Wat is de Quadratus Femoris?

De quadratus femoris is een spier van de achterste heup. De vezels bevinden zich direct achter en iets onder het heupgewricht, en zijn lateraal georiënteerd tussen het onderste bekken en het bovenste dijbeen, het lange bot van de dij. Deze spier is een van de verschillende verantwoordelijken voor het naar buiten draaien van de dij in de heupkom. Het helpt ook de spieren van de binnenkant van de dij bij de adductie van het been of trekt het been naar binnen naar de middellijn van het lichaam. De quadratus femoris speelt ook een rol bij het op zijn plaats houden van het hoofd van het dijbeen in de heupkom, of heupkom, tijdens deze beenbewegingen.

Een brede bandvormige spier aan de achterkant van de heup, de quadratus femoris is bijna net zo breed als hij lang is, waardoor het een vierkant uiterlijk heeft. Het komt voort uit het ischium van het bekken, het onderste buitenste bekken, langs een knotsvormig uitsteeksel dat formeel bekend staat als de ischiale tuberositeit en informeel als het zit- of zitbeen. Vanaf de buitenrand van de ischiale tuberositeit loopt de quadratus femoris horizontaal over de achterkant van het heupgewricht naar de bovenkant van het achterste dijbeen. Het wordt vervolgens ingebracht langs een verticale lijn gevonden aan de basis van de nek van het dijbeen genaamd de quadrate knobbeltje.

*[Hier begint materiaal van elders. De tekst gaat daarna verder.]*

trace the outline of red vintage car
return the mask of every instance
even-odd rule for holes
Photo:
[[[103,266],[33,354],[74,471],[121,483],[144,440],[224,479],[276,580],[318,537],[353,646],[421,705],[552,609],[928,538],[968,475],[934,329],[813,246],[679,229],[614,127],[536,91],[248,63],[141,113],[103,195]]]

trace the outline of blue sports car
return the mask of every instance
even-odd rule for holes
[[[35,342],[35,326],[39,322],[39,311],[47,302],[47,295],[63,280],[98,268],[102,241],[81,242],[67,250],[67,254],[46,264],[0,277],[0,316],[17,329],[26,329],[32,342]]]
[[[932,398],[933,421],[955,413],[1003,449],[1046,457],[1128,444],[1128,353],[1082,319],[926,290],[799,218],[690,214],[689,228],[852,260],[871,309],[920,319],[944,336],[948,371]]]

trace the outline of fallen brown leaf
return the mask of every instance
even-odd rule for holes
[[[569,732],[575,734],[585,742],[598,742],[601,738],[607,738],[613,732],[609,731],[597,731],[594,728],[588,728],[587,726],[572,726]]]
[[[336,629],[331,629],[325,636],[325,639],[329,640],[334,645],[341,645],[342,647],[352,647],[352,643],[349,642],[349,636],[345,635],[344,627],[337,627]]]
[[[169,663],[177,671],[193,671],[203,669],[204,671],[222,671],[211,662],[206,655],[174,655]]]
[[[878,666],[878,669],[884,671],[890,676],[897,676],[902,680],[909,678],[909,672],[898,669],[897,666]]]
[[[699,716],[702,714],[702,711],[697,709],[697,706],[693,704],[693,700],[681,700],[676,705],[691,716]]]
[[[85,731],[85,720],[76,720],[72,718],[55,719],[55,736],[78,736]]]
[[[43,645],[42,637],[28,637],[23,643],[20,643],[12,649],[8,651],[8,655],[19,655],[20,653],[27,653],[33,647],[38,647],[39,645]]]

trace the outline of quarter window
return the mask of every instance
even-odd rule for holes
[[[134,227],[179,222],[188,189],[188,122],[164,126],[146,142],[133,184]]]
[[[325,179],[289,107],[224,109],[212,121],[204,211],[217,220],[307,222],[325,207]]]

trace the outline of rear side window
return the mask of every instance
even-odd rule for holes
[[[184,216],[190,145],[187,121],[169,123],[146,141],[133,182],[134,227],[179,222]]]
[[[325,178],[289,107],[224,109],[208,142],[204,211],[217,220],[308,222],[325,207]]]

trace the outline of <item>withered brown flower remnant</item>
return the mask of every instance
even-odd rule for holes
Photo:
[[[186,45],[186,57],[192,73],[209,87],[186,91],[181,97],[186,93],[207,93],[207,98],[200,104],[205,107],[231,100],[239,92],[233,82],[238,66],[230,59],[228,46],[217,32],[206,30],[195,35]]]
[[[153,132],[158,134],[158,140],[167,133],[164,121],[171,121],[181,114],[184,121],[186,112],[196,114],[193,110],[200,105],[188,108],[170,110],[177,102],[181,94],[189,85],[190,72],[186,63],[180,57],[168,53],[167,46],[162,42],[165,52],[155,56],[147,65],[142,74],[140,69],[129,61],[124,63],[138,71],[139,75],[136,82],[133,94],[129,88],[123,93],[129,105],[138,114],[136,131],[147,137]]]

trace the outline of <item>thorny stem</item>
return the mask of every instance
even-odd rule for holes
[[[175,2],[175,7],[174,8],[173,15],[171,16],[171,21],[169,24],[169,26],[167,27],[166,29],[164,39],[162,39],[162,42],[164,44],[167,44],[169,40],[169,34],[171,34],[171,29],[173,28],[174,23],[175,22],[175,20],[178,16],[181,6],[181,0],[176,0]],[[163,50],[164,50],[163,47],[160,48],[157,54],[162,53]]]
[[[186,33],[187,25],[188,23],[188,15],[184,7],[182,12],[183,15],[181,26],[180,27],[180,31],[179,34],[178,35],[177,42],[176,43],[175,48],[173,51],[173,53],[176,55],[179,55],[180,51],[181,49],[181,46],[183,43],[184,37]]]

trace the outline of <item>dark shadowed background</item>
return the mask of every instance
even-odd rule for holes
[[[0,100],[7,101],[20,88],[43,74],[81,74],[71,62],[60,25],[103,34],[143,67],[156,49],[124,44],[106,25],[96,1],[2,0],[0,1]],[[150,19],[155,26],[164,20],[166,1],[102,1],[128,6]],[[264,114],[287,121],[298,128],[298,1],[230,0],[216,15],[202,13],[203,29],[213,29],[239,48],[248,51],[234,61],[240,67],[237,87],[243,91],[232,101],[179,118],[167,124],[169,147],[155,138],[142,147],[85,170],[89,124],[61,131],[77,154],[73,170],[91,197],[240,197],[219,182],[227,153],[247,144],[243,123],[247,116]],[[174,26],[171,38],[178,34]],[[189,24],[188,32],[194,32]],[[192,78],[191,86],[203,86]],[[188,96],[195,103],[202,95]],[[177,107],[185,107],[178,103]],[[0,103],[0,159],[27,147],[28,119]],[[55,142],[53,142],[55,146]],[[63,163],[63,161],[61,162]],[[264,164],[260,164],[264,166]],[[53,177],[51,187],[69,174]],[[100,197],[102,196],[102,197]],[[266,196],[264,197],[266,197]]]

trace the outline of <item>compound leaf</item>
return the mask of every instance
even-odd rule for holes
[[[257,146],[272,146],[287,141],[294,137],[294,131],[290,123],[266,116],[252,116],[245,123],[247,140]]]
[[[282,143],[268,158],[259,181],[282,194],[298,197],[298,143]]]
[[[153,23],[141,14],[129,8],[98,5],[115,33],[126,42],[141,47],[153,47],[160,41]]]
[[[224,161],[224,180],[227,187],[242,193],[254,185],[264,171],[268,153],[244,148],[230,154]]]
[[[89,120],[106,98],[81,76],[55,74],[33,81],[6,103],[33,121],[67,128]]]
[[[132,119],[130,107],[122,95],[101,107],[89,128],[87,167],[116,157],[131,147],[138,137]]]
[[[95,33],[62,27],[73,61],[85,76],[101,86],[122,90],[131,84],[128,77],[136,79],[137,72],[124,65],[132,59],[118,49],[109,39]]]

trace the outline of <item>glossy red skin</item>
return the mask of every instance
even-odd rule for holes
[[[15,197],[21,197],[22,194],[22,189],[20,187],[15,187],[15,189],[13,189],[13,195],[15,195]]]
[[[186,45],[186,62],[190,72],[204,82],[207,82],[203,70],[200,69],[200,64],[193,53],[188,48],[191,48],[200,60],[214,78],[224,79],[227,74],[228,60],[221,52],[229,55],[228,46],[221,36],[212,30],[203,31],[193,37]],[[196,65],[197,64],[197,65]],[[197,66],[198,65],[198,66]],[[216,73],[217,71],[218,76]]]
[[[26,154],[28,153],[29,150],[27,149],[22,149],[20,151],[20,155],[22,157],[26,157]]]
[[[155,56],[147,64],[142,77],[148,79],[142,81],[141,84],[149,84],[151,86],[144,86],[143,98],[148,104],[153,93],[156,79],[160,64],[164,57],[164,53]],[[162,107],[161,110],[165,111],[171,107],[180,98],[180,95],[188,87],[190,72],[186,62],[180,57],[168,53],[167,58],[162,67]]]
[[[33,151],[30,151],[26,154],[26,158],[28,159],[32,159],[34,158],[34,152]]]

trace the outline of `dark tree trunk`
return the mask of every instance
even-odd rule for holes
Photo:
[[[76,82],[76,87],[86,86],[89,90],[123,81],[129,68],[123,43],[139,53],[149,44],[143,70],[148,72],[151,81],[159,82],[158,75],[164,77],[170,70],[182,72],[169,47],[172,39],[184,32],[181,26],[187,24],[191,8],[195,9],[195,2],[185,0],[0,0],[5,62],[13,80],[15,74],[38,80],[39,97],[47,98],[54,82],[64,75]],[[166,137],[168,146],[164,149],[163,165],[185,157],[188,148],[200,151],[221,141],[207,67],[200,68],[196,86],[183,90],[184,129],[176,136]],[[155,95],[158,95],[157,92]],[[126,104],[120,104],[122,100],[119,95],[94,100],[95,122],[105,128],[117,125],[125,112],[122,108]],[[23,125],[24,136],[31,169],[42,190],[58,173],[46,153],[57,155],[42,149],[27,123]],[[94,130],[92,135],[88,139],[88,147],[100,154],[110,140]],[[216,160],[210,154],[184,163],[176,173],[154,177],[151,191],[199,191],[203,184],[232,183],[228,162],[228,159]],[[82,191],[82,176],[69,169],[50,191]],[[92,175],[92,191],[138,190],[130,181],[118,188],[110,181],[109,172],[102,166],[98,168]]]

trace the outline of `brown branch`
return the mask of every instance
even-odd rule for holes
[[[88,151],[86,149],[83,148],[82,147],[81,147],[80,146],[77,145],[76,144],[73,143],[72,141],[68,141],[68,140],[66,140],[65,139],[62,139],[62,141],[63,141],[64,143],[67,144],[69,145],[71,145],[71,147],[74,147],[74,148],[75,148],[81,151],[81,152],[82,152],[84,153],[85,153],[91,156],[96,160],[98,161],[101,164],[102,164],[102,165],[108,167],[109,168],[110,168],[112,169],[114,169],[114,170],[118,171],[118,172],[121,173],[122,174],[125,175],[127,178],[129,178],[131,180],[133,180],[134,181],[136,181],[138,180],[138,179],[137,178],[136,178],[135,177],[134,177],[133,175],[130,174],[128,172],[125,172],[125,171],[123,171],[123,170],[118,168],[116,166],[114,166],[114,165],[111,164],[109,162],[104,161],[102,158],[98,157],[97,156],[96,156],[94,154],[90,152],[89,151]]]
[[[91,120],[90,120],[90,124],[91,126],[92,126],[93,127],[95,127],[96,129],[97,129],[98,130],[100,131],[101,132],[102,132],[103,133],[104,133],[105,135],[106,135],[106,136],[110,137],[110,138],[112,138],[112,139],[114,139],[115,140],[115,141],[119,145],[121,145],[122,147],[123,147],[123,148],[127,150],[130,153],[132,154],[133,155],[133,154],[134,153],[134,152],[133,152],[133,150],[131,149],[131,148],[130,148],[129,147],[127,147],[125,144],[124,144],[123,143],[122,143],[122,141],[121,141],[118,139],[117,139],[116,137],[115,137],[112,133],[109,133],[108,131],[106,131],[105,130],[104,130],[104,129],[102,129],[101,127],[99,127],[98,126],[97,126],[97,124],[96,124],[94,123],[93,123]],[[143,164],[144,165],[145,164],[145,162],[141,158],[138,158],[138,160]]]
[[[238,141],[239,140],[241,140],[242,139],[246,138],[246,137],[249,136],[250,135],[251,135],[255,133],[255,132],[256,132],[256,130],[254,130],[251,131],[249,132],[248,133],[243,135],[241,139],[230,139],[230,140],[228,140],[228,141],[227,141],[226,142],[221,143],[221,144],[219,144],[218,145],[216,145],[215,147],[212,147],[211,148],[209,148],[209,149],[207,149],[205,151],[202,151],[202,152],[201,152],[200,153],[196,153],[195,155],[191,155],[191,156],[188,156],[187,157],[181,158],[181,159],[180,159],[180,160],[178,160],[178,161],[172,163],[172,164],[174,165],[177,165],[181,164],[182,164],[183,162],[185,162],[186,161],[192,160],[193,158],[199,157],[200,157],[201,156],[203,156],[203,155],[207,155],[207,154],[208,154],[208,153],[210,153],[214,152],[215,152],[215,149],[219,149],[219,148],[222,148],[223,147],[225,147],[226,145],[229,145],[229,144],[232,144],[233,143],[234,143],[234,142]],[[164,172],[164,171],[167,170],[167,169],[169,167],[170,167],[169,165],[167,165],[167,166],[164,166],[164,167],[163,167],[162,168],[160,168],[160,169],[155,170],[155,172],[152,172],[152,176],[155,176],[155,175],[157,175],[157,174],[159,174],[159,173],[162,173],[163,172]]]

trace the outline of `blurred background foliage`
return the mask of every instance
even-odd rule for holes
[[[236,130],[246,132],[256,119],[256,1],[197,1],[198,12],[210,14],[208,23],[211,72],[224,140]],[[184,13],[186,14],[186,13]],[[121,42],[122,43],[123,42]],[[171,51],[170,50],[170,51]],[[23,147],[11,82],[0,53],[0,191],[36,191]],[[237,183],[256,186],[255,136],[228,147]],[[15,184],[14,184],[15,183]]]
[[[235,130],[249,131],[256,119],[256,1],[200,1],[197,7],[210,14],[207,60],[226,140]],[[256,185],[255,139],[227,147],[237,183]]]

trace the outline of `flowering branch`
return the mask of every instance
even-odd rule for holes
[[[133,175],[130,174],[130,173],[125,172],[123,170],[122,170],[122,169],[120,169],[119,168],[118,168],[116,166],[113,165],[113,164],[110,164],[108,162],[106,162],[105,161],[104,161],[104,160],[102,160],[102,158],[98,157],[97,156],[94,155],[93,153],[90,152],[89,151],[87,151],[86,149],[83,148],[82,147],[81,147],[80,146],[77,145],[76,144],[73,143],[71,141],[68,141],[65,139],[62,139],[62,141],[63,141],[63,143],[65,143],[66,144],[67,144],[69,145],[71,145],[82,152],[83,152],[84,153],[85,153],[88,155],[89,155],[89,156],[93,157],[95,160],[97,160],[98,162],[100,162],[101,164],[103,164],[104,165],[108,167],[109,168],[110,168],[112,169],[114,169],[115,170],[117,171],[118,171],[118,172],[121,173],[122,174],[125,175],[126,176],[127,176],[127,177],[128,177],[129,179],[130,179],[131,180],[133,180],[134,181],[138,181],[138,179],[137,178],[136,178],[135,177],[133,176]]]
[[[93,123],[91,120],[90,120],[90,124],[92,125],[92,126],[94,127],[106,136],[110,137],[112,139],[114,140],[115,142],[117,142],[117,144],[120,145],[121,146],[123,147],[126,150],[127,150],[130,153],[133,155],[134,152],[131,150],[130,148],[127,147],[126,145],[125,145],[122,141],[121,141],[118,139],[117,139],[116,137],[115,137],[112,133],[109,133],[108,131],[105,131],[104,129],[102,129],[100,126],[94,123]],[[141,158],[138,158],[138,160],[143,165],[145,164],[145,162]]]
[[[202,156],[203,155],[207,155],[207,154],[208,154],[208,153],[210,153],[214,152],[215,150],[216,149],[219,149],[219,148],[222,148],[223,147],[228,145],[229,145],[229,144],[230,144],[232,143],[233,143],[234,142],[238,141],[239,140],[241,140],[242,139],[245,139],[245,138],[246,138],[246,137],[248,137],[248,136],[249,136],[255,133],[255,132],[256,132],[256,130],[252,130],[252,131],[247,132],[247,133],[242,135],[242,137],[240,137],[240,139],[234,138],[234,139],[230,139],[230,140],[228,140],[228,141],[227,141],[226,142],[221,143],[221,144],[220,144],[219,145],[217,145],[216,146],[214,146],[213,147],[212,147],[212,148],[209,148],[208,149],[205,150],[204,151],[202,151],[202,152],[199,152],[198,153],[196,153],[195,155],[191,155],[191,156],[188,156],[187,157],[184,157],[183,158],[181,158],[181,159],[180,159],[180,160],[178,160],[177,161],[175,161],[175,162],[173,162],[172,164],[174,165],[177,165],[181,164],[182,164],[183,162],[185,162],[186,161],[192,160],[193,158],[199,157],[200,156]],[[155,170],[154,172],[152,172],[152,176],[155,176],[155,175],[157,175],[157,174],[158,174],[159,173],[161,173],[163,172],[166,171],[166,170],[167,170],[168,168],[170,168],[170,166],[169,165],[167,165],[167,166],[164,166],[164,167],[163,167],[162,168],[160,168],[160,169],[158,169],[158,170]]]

De quadratus femoris wordt begrensd door de onderste gemellus spier hierboven en de adductoren magnus spier eronder, en is de onderkant van de externe rotators in de heup en de bovenste van de adductorgroep in de dij. Het is een diepe spier, die zich direct onder de grote gluteus maximus bevindt, de spier die zich uitstrekt en het been in het heupgewricht opzij trekt of optilt. Hoewel het technisch wordt gerekend tot de heupspieren samen met de bilspieren, de superieure en inferieure gemelli, de obturator internus en externus en de piriformis-spieren, liggen de horizontale vezels van de quadratus femoris praktisch gelijk met die van de adductormagnus. Ze worden alleen gescheiden door de aanwezigheid van de mediale femorale circumflex bloedvaten. Het feit dat de quadratus het heupgewricht en de adductor direct kruist, onderscheidt de twee niet.

De laterale oriëntatie van deze spier betekent dat wanneer deze samentrekt, deze in een zijwaartse richting korter wordt en daarom de dij naar binnen moet trekken of naar achteren moet draaien. Tijdens de adductie helpt het de krachtigere adductoren van de binnenkant van de dij bij het zijwaarts trekken van het been, zoals bij het samen springen tijdens een springende krik. Om laterale of externe rotatie uit te voeren, werkt het met de spieren op de achterkant van de heup om aan het achterste dijbeen te trekken, het hoofd van het dijbeen in de heupkom te draaien en de teen naar buiten te richten zoals die van een balletdanser.

ANDERE TALEN

heeft dit artikel jou geholpen? bedankt voor de feedback bedankt voor de feedback

Hoe kunnen we helpen? Hoe kunnen we helpen?